Flight prices could go up
All airlines are facing significant difficulties operating under the current conditions. LATAM, Latin America’s largest airline, filed for bankruptcy earlier in May. American Airlines, Delta Air Lines, United Airlines, and many more US based carriers will receive $50bn from of US Treasure Department as part of the aid against COVID-19. Lufthansa is getting a €9bn rescue package from the German government.
All these uncertainties make it difficult to predict what flight prices will look like going forward. Of course, everything should be based on supply and demand, but not knowing how many passengers there will be, and which airlines will make it through the crisis, complicates the matter significantly.

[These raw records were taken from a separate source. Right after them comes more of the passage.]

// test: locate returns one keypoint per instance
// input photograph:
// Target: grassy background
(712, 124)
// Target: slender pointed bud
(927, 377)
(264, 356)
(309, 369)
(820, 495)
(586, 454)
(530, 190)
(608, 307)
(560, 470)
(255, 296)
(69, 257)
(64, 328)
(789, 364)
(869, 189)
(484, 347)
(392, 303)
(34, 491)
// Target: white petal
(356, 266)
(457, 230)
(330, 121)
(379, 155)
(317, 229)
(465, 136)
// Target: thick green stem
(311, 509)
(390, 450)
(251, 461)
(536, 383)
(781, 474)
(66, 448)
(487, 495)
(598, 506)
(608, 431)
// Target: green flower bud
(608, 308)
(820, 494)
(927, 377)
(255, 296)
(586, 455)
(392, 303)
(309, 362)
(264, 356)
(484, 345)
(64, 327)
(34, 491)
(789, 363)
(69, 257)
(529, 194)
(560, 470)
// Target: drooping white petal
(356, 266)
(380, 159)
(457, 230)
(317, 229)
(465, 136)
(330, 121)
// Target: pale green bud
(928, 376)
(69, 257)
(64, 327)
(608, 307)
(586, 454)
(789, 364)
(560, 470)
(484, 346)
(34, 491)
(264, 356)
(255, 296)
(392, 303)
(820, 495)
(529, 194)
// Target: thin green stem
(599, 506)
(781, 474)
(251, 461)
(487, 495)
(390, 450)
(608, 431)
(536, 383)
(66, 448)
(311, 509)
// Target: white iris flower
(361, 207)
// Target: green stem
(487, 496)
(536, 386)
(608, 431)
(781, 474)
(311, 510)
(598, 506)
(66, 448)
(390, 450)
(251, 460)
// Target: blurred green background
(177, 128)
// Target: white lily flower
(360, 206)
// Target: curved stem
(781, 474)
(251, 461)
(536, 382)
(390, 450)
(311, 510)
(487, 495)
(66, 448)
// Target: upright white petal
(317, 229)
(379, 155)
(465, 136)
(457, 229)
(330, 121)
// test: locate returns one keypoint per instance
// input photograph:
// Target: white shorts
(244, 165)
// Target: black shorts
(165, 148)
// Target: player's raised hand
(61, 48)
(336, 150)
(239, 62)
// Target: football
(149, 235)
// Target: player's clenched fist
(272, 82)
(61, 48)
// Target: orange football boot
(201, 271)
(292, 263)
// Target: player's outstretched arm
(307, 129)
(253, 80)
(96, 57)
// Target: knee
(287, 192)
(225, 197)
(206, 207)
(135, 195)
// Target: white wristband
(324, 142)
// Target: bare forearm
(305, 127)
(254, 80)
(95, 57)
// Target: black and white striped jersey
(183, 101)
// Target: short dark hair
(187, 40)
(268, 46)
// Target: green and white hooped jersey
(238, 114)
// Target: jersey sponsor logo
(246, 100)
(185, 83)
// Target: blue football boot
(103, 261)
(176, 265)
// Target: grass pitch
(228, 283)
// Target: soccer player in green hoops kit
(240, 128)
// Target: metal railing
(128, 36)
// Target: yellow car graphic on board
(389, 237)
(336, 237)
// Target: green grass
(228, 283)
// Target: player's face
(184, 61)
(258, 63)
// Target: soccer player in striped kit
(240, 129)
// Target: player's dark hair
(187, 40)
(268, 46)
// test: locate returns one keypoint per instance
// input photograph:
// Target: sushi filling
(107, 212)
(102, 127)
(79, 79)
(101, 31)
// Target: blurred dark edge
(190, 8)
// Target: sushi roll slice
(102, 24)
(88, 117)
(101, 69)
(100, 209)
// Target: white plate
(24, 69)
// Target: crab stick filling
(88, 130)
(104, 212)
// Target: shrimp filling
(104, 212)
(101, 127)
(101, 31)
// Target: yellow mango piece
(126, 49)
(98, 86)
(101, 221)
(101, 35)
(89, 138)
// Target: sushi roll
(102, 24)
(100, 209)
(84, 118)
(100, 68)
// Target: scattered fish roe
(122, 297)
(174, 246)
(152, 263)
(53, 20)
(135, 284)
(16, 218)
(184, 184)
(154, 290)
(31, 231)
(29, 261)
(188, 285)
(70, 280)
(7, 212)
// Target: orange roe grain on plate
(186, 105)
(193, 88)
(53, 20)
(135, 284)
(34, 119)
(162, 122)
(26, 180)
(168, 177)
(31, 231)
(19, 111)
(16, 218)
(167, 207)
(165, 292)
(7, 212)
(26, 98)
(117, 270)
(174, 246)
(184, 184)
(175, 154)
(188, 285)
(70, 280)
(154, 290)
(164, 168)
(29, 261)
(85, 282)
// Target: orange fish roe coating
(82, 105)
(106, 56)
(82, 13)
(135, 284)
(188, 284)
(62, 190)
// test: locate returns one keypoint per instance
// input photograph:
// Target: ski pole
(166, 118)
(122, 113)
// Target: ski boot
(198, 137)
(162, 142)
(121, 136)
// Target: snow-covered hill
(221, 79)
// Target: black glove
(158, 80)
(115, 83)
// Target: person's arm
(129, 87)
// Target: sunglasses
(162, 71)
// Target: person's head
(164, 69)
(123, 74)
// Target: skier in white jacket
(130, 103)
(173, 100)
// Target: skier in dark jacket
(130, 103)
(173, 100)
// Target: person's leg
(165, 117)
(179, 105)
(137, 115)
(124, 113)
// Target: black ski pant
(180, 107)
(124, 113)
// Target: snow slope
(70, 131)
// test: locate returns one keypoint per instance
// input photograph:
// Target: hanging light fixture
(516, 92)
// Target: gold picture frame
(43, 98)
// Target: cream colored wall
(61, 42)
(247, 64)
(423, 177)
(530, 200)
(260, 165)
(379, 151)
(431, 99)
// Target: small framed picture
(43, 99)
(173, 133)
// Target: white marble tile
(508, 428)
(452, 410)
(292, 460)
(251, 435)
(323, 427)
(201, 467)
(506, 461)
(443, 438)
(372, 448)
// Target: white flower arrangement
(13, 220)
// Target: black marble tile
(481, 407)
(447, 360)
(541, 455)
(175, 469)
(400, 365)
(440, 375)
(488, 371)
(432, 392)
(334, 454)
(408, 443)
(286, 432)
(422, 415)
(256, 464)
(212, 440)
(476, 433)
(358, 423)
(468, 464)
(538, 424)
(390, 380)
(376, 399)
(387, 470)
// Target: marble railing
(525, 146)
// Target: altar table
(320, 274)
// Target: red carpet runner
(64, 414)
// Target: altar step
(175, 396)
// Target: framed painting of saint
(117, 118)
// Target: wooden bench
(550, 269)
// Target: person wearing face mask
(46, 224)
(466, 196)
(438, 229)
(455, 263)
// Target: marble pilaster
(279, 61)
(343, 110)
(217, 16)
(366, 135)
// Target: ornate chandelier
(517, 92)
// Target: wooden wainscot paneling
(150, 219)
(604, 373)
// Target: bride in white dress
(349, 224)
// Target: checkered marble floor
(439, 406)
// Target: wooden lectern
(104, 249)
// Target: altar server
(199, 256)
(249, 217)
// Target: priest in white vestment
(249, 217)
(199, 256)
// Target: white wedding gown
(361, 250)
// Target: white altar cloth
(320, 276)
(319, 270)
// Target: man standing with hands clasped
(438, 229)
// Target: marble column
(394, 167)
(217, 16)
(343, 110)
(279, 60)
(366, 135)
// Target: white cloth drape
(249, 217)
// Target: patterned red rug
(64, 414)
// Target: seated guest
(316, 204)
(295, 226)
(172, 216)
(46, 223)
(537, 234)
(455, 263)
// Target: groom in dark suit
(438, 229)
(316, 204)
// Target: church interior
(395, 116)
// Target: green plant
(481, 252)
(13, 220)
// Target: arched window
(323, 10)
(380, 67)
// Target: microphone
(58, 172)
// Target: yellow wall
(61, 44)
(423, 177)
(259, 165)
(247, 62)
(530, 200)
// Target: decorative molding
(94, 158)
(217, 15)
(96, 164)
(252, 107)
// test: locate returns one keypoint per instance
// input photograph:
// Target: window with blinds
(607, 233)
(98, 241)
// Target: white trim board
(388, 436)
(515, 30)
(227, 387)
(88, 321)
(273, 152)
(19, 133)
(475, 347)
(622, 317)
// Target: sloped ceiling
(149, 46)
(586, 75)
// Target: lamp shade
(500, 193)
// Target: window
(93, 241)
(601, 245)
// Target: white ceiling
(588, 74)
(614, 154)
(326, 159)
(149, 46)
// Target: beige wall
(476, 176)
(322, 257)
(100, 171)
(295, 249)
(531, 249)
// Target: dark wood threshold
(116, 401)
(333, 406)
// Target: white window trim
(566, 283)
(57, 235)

Business travel is expensive
Although business travel is a necessity nowadays, it is also questionable whether its usage is properly applied. Face-to-face interaction is important, but there are cases where a trip can be spared, and a conference call can be held instead. I will not dive into more details now, but I am confident that every company now realizes which of its activities are suffering from the lack of business travel, and which ones do not really require it. I expect that many of them will reevaluate their business travel policies in the upcoming months, leading to potentially less business trips in the future.
Communication software is entering its golden age
With everything said so far, we have to admit that conference call technology is not as advanced as we would’ve wanted it to be. Applications like Microsoft Teams and Slack are seeing significant increase in usage, but both have a long road ahead in terms of feature requirements coming from the user base. Teams is good for video calls, but feels a bit strange when it comes to chat. Slack is quite the opposite, lacking key features like screen share on their mobile app, but is better when it comes to their chatting capabilities.
Apart from the regular daily needs in the office, similar applications will be required for online conferences as well. A good example is Collision, a tech conference that was originally scheduled to take place in Toronto in June, but due to COVID-19, the organizers changed their tactics, and renamed it to Collision From Home. It is yet to be seen how successful such a conference could be, having in mind that it was supposed to have 30 000 attendees.
I expect to see other players trying to enter the market by putting in significant investments.
Virtual Reality (VR) and Augmented Reality (AR)
I don’t believe that we are close to inventing teleportation, but I’m confident that we are not far from the time when we can have meetings not only using a web camera and a computer screen, but holograms and other interactive ways of communication. VR and AR are coming. This will attract investors who were not particularly interested or didn’t put much thought and effort into the manner due to other priorities until now. Who knows? Maybe Elon Musk already has a team looking into this.
One thing is certain. Business travel will change, and companies will have to adapt to the new reality. As a person who will try his best not to travel this year, I am looking forward to seeing how innovation will change the way we communicate going forward.